Zyklische Alterung von BESS-Batterien: Was steckt dahinter?

Zyklische Alterung ist der Kapazitätsverlust deiner Batterie, der durch jeden Lade- und Entladevorgang entsteht. Sie läuft parallel zur kalendarischen Alterung (dem reinen Altern über die Zeit) und bestimmt, wie lange dein Speicher wirtschaftlich nutzbar bleibt.
Jeder Zyklus – einmal laden, einmal entladen – belastet die Zellchemie ein kleines Stück. Mit jedem Zyklus verliert die Batterie einen winzigen Teil ihrer nutzbaren Kapazität. Als „Zyklus" zählt dabei die Summe zur vollen Kapazität: Zweimal 50 % entladen und wieder laden ergibt einen vollen Zyklus. Das Ergebnis siehst du als sinkende nutzbare kWh.

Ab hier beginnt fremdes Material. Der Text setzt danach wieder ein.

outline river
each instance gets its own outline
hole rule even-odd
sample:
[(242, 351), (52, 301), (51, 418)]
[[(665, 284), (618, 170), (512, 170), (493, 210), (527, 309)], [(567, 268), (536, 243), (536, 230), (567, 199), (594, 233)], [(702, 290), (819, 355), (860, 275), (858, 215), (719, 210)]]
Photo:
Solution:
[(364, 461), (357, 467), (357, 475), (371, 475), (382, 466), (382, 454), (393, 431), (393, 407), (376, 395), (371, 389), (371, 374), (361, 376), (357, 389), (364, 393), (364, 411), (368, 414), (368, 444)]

Das hängt stark vom Zelltyp ab. LFP-Zellen (Lithium-Eisenphosphat), die heute in stationären BESS dominieren, erreichen typisch mehrere tausend Vollzyklen, bis die Kapazität auf 80 % gesunken ist (das übliche „End of Life"-Kriterium). NMC-Zellen liegen meist darunter. Verlass dich nicht auf Marketing-Zahlen, sondern auf das Datenblatt des Herstellers – und immer verknüpft mit den Bedingungen (Temperatur, Entladetiefe, C-Rate).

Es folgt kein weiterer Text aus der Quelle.